登場した研究者(駒澤大学・寺前氏)によれば、
屈折型土偶(女性の座産の象徴)が簡素化されて、
東から西へ伝わった形跡があり、
単純に西から来たすぐれた文化が、日本列島を染めていった、
というのは思い違いという説を唱えていたのです。
考古学にストレートな正解、なんてありません。
このオンエアでは、まさに縄文文化と弥生文化の対比、そしてそれぞれの特徴が
詳しく取り上げられていました。
その屈折像土偶の代表が八戸市・是川縄文館にある「合掌土偶」(国宝)。
自分は18年3月、これを実際に見ているので番組MC杉浦由紀アナの
感動っぷりが他人事とは思えませんでした。
惜しくも南茅部の中空土偶(直上写真)は登場しませんでしたが、
縄文時代を何となく早期・中期・後期・晩期と分けて何年・何年と
暗記するだけの勉強ではいかに足りないのかがよくわかりました。
稲作が強烈に広がらなかった北東北・北海道だからこそ、
縄文文化(の影響)が最後まで残り、
弥生への染まりが薄かったわけですから、
そこにこそ縄文遺跡群の学術的価値があるのか!
と合点がいった次第。
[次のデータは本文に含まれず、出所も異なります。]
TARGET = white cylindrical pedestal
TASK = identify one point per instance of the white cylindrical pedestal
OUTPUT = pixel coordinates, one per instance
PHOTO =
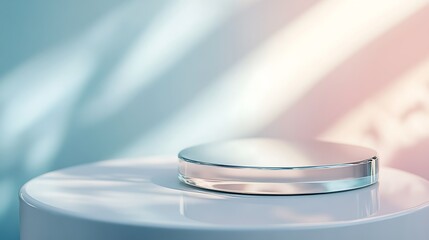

日本人のルーツ。
どっかの複数の政治家が経済効果だけの理由から
「北海道・北東北の縄文文化を世界遺産に」とか言っているようですが、
時期尚早。
その価値をしっかり理解し、広めてからでも遅くないと思いますね。
もう十年かけてしっかり啓蒙すべきでしょう。
世界遺産リストの順位の問題ではありません。
ハズしたくなかったら地元の意識をもっともっと高めないと。
これはブログでもずっと言っていることです。
そもそも八戸市の是川縄文館に縄文時代の年表がなくて「国宝」「国宝」と言っている
ことこそが問題なのは、三内丸山の充実した展示を見て初めてわかるのです。
合掌土偶の出土地は風張遺跡[1]で、八戸市の是川縄文館の展示には
是川遺跡との位置関係すら明確に語られていない。
これは南茅部の展示施設も同様で、国宝・中空土偶が発掘された
場所は現在保存されていないのでヒミツ…とか言ってる場合ではないわけ。
(ヒミツというより、案内係が事情をよく知らない???)
著保内野という具体的地名を出しておいて、南茅部地区および函館周辺の
縄文遺跡の分布(およびその時代)を俯瞰できないレベルで
なーにが世界遺産だと。
それにしても縄文が弥生に直接影響を与えた、という学説は
興味深かった。
縄文時代【晩期】の微妙なニュアンスが少しだけわかった気がしました。
(草創期)・早期・前期・中期・後期そして【晩期】。
次回は機会を作って、今度は信州諏訪へでもナマ土偶見に行かないとな。
いやあ、日本国内行くべき場所がいっぱいだぜ。
いつまで経っても真剣に縄文遺跡の普及に尽力しているのは三内丸山だけなんだな。
青森県にオンブにだっこの関係各自治体の皆さん。